WellBeing

Earth’s SOS

Stained and weathered like an ancient giant, the Mount Titlis glacier prods the heavens of central Switzerland. Even in this icy, otherworldly realm, surrounded by the Alps of nearby Germany, France and Italy, and 3238 metres above sea level, nature cannot escape the ravages of global warming. Thousands of years old, the glacier is facing its final years thanks to increasingly warmer-than-average summers.

Last year was the second hottest year on Earth since records commenced in 1880. The year before (2016) currently holds the record for the hottest year. However, rather than a few random hot years, it’s an upward trend. “Sixteen of the 17 warmest years in the 136-year record all have occurred since 2001,” the NASA climate website informs us.

Draped across the ice like gigantic bandages, sheets of plastic are an attempt by scientists to stop the Mount Titlis glacier melting.
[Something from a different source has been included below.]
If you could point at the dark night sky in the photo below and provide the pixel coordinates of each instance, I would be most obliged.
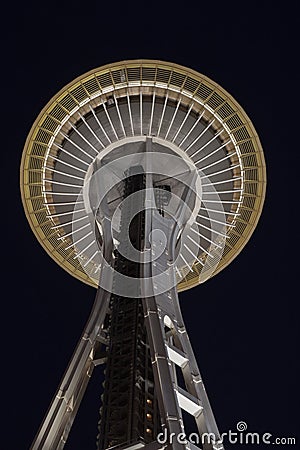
(243, 322)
Oblivious of its fate, tourists revel in their glimpse of summer ice. Not everyone here is oblivious, though. Thomas, a local tour guide with a 20-year history of visiting Mount Titlis, recalls that in 1992 the tongue of the glacier descended much lower down the mountain. As the cable car dips back down the valley, he points to barren rock beyond the Trübsee Station and says, “The tongue of the glacier once started here.”

An hour-and-a-half away in Lucerne, the Gletschergarten Museum houses graphic evidence of the retreat of Swiss glaciers. Black-and-white photographs from the 1800s show explorers dwarfed before titanic, bulging gorges of blue ice — what the Rhône, Morteratsch, Aletsch glaciers, and others, looked like then. More recent photographs of the same locations show increasingly lengthy treks through barren, stony chasms to reach much more distant and thinner ice margins.

How long have they got? A widely reported new study by Fribourg University in Switzerland predicts most glaciers in central Switzerland will have disappeared by the end of this century due to global warming. All across Earth, ice mass is reducing and contributing to rising seas.

According to prominent Melbourne-based environmental campaigner, Paul Mahony, “The volume of Arctic sea-ice (ice floating on the ocean) has fallen 72 per cent since 1979.” Satellite imagery from NASA reveals Greenland is losing an average of 303 billion tonnes of ice, and Antarctica an average 118 billion tonnes, each year. Thanks to progressively warmer weather, Greenland’s summer melt season is now 70 days longer than in the early 1970s.

The spectre of rising seas might capture our attention, but a diminished coastline is literally the tip of the iceberg in terms of the consequences of unabated global warming. Potentially destroying some of the most important and beautiful ecosystems of our planet, such as coral reefs, glacial landscapes and inland waterways, as well as significant flora and fauna, global warming could transform life on Earth.

Climate change and global warming are objective, measurable scientific facts, not opinions.

Images of collapsing polar shelves, emaciated polar bears and flooded islands viewed through our TV screens help propagate the notion that climate change is happening elsewhere. But the consequences of climate change are everywhere, affecting industries as widespread as farming, tourism and insurance, and even the weekly shopping bill and how much we need to water our gardens. A common misperception is that climate change lies in some distant, doomsday future.